Sadar atau tidak, Lisa merupakan gambaran remaja yang tengah menanyakan orientasi seksualnya, pertemuan pertama dengan Fita menangkap intensi itu, pun Gina bersama sang sinematografer, Deska Binarso (sebelumnya merupakan langganan untuk pembuatan video clip Eva Celia hingga Vidi Aldiano) piawai dalam menangkap gambar. Pun, saya berani menyebut bahwa Like & Share adalah film lokal dengan audio-visual terbaik sejauh ini. Favorit saya adalah ketika pembuatan video ASMR yang ternyata jadi panggung bagi Gina untuk bermain sudut pandang dan pemikiran.
Di saat bersamaan, Sarah mulai menjalin hubungan dengan Devan (Jerome Kurnia), pria yang secara tak sengaja ia temui saat bermain sepatu roda. Hubungan Sarah dan Devan terpaut usia yang cukup jauh. Sarah 17 tahun, sementara Devan 27 tahun. Hubungan keduanya makin intens, hingga perayaan ulang tahun ke-18 mengubah 180 derajat kehidupan Sarah.
Seperti yang telah kita saksikan dan pahami lewat trailer-nya, Like & Share merupakan luapan amarah seorang Gina S. Noer. Ini amat terasa dari filmnya yang lebih berani baik itu secara adegan maupun dialog. Biarpun demikian, Gina tak lantas menjadikannya salah kaprah, filmnya memang tampil sensual, tapi jauh dari tendensi seksual. Pun, biarpun ada, adegan tersebut tak lantas diromantisasi, melainkan hanya perlu diresapi, hingga dimengerti mengapa rape culture seolah jamak terjadi.
Sebuah data menyebutkan bahwa di tahun 2021 sebanyak 338.496 kasus kekerasan seksual (utamanya banyak menimpa pada usia 13 hingga 19 tahun) diadukan kepada Komnas Perempuan. Mengacu pada hal itu, Like & Share merupakan wujud keresahan sekaligus edukasi bagi para remaja dan orang tua untuk selalu hati-hati dalam menyikapi hal ini. Like & Share pun berhasil memberikan itu, bahkan terlalu banyak menangkap hal itu.
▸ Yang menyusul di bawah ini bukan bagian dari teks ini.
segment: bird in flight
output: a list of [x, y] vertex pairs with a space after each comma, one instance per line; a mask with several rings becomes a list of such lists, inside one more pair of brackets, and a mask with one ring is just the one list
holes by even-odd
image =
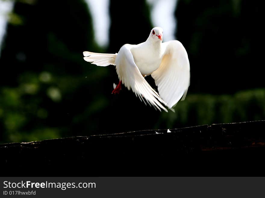
[[[182, 100], [185, 99], [189, 86], [189, 62], [180, 42], [162, 43], [163, 38], [163, 29], [155, 27], [145, 42], [125, 44], [117, 54], [84, 52], [84, 59], [98, 66], [116, 66], [120, 82], [114, 86], [113, 93], [118, 93], [123, 84], [146, 105], [160, 111], [162, 109], [167, 112], [165, 107], [173, 111], [173, 106], [182, 97]], [[150, 74], [158, 93], [145, 79]]]

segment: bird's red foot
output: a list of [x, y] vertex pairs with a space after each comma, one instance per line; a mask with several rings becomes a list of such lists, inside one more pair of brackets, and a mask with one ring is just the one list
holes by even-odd
[[116, 93], [119, 93], [121, 89], [121, 81], [120, 81], [118, 85], [116, 86], [116, 87], [112, 91], [112, 93], [116, 94]]

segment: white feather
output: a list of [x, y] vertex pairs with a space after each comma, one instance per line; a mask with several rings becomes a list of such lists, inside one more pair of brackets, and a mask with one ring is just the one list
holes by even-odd
[[[172, 107], [182, 97], [185, 99], [189, 86], [189, 63], [180, 42], [162, 43], [163, 32], [161, 28], [155, 27], [145, 42], [126, 44], [115, 54], [84, 52], [84, 59], [98, 66], [116, 65], [120, 80], [141, 101], [161, 111], [167, 112], [164, 105], [175, 112]], [[143, 77], [150, 74], [159, 95]], [[116, 86], [114, 83], [114, 89]]]
[[134, 62], [130, 50], [133, 46], [134, 45], [129, 44], [124, 45], [117, 55], [115, 63], [120, 80], [128, 89], [131, 89], [141, 100], [144, 102], [143, 98], [150, 105], [160, 111], [162, 109], [167, 112], [162, 104], [166, 106], [167, 105], [148, 84]]
[[186, 96], [190, 84], [190, 66], [186, 50], [179, 41], [162, 44], [164, 53], [159, 68], [152, 73], [161, 98], [171, 108]]
[[110, 64], [115, 65], [115, 59], [117, 53], [102, 54], [90, 52], [84, 52], [83, 54], [84, 60], [98, 66], [108, 66]]

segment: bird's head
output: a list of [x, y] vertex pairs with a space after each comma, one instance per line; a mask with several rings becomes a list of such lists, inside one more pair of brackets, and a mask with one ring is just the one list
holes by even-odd
[[163, 40], [163, 29], [160, 27], [155, 27], [151, 30], [149, 37], [154, 41]]

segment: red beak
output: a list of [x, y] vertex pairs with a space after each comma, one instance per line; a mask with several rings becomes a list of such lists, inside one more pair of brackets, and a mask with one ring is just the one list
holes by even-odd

Ya, salah satu kekurangan Like & Share adalah pemikiran Gina yang terlampau kaya, yang ingin menjadikan filmnya sarat akan isu seputar seksualitas yang marak terjadi. Di satu sisi hal tersebut memperkaya, contohnya adalah karakterisasi Lisa dan Sarah. Tetapi, di saat yang bersamaan pula filmnya seolah tampil penuh sesak, adegan konfrontasi dengan pria misalnya, hal itu sejatinya tidak perlu, karena filmnya sudah lantang menyuarakan hal itu, sekaligus melawan hukum yang selalu berpihak pada laki-laki dan menyalahkan perempuan.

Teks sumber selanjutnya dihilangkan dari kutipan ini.